Product Updates - AirCloud

June 2026

Redesigned console, real-time notifications, and Persistent Volume

Redesigned console pagesWe’ve refreshed the console’s most-used pages for a cleaner, more consistent experience.

Container create: A rebuilt create flow — a clearer default mode, a card-based layout, and a configuration summary before you deploy. Start from a template with recommended items and an auto-filled name.
Organization overview: Redesigned organization page that surfaces status and usage at a glance.
Project overview: A reworked overview that brings your recent containers, recommended quick-start templates, and an Air API usage summary together on one page.
Consistent navigation: Cleaner, header-free pages and unified breadcrumb navigation throughout the console.

Real-time notificationsNotifications now arrive the moment something happens — no page refresh needed — and are collected in one place.

Instant delivery: Events such as deployment status changes and announcements appear in real time.
Notification center: Browse, page through, and dismiss past notifications from a single view.
Balance & usage alerts: Get notified about low balance, GPU usage charges, and payment failures so you can act before service is interrupted.

Persistent VolumePersistent volumes are now more flexible across your deployments.

Works with autoscaling: Attach a volume to deployments that use autoscaling and multiple replicas.
New or existing volume on create: Choose a fresh volume or reuse an existing one when creating a deployment.
Shared across deployments: A single volume can be attached to multiple deployments, and the picker shows which deployments are already using it.
Edit while stopped: Enable, disable, or swap the attached volume while a deployment is stopped.

Other improvements

Container tags: Organize and filter your containers with tags.
Replica quota at start: Replica quota is now checked when you start a deployment, with an in-line dialog to adjust replicas or request more quota.
Web Terminal replica selection: When a container has multiple replicas, choose which one to connect to, and the session auto-reconnects if a replica is replaced.
SSH key scoping: Apply a registered SSH key to specific containers, and enable or disable it without removing it.
Inline email verification: Enter a verification code directly during signup; disposable email domains are now blocked at registration.
Better Air API usage page: More accurate spend totals, consistent filters, and model display names across charts and records.
Persistent list views: Sorting, filters, search, and pagination are kept in the URL, so your view is restored when you navigate back from a detail page.
New brand color: Updated the primary brand color across the console.

April 2026

Web Terminal, AirCloud CLI, SSH access, and Shared Storage

AirCloud endpoint access and storage capabilities have been expanded. You can now connect to running containers from the browser or your local terminal, manage endpoints with the AirCloud CLI, use SSH-based development workflows, and share persistent storage across endpoints and replicas.Web TerminalBrowser-based terminal access is now available for custom container endpoints.

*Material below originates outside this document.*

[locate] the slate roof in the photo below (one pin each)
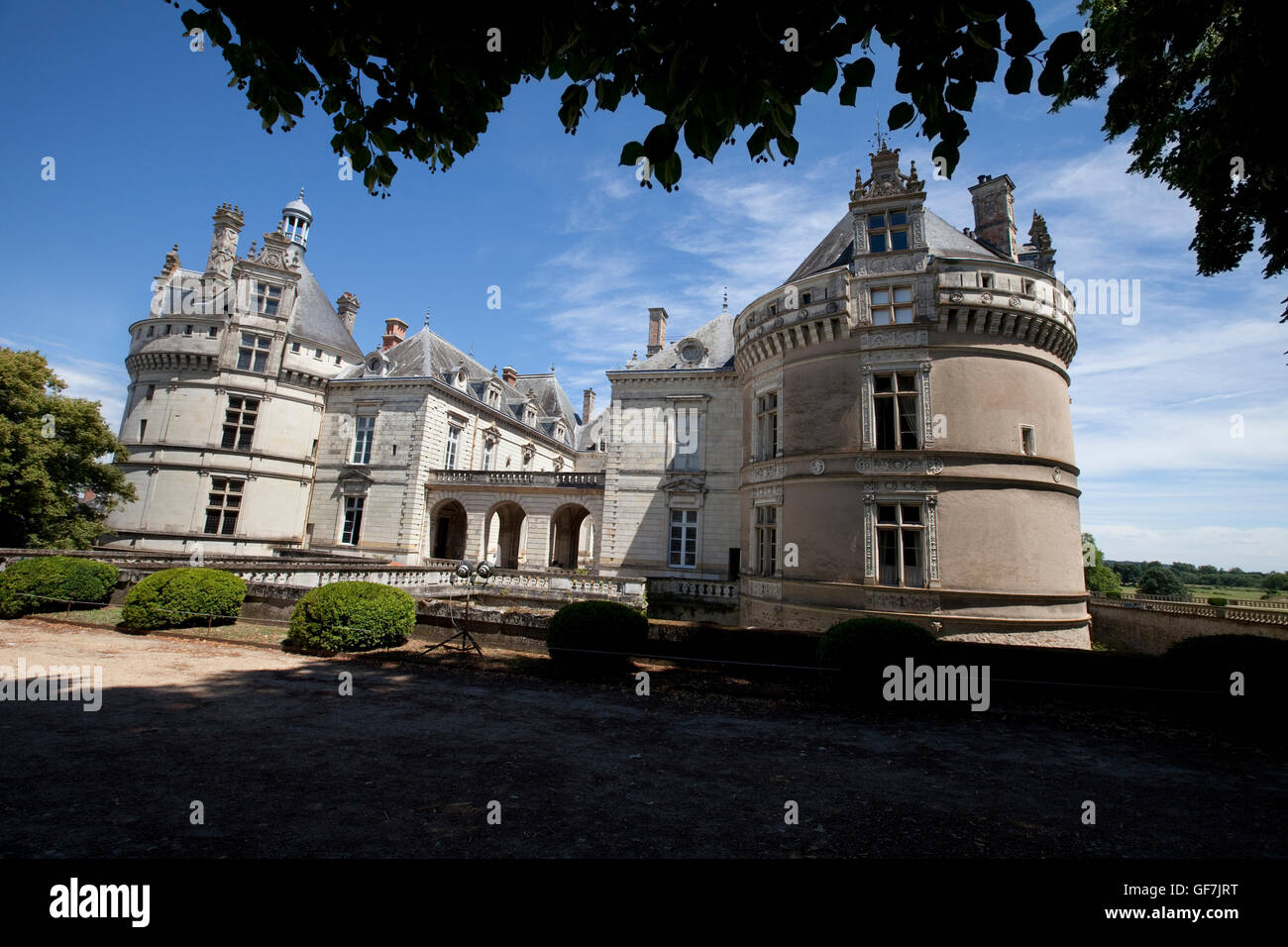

SSH-free terminal access: Open a terminal session through AirCloud’s exec-based connection without installing sshd or configuring SSH keys.
Custom container support: Custom container endpoints now show a Terminal button on the endpoint overview page.
Template environment access: AirCloud-provided templates such as Jupyter Notebook and Code already include terminal access through their web UI.
Replica selection: For endpoints with multiple replicas, select the replica you want to connect to. If only one replica is running, AirCloud connects automatically.
Simple session exit: Exit the terminal with exit or Ctrl-D. The terminal window closes automatically shortly after the session ends.
Connection retry guidance: If the terminal stays in the connecting state for a long time, try again from a new browser window or incognito mode.

AirCloud CLIThe new aircloud-cli lets you manage AirCloud endpoints and access running containers from your local terminal.

pip install aircloud-cli

Key capabilities:

CLI configuration: Configure the API base URL and API key with aircloud config.
Authentication context: Use aircloud whoami to verify your organization, project, user, and API key context.
Endpoint management: List, inspect, start, stop, scale, and patch endpoints from your terminal.
Replica inspection: View live replica status for active endpoints.
Endpoint logs: Retrieve endpoint logs, list log files, inspect per-replica logs, and fetch specific log ranges for debugging.
Exec-based shell access: Use aircloud exec <endpoint_id> to open an interactive shell inside a running container without SSH setup.
Replica pinning: Connect to a specific replica with aircloud exec <endpoint_id> -r <replica_id>.
Custom shell command: Start a different shell or command with aircloud exec <endpoint_id> -c "/bin/sh".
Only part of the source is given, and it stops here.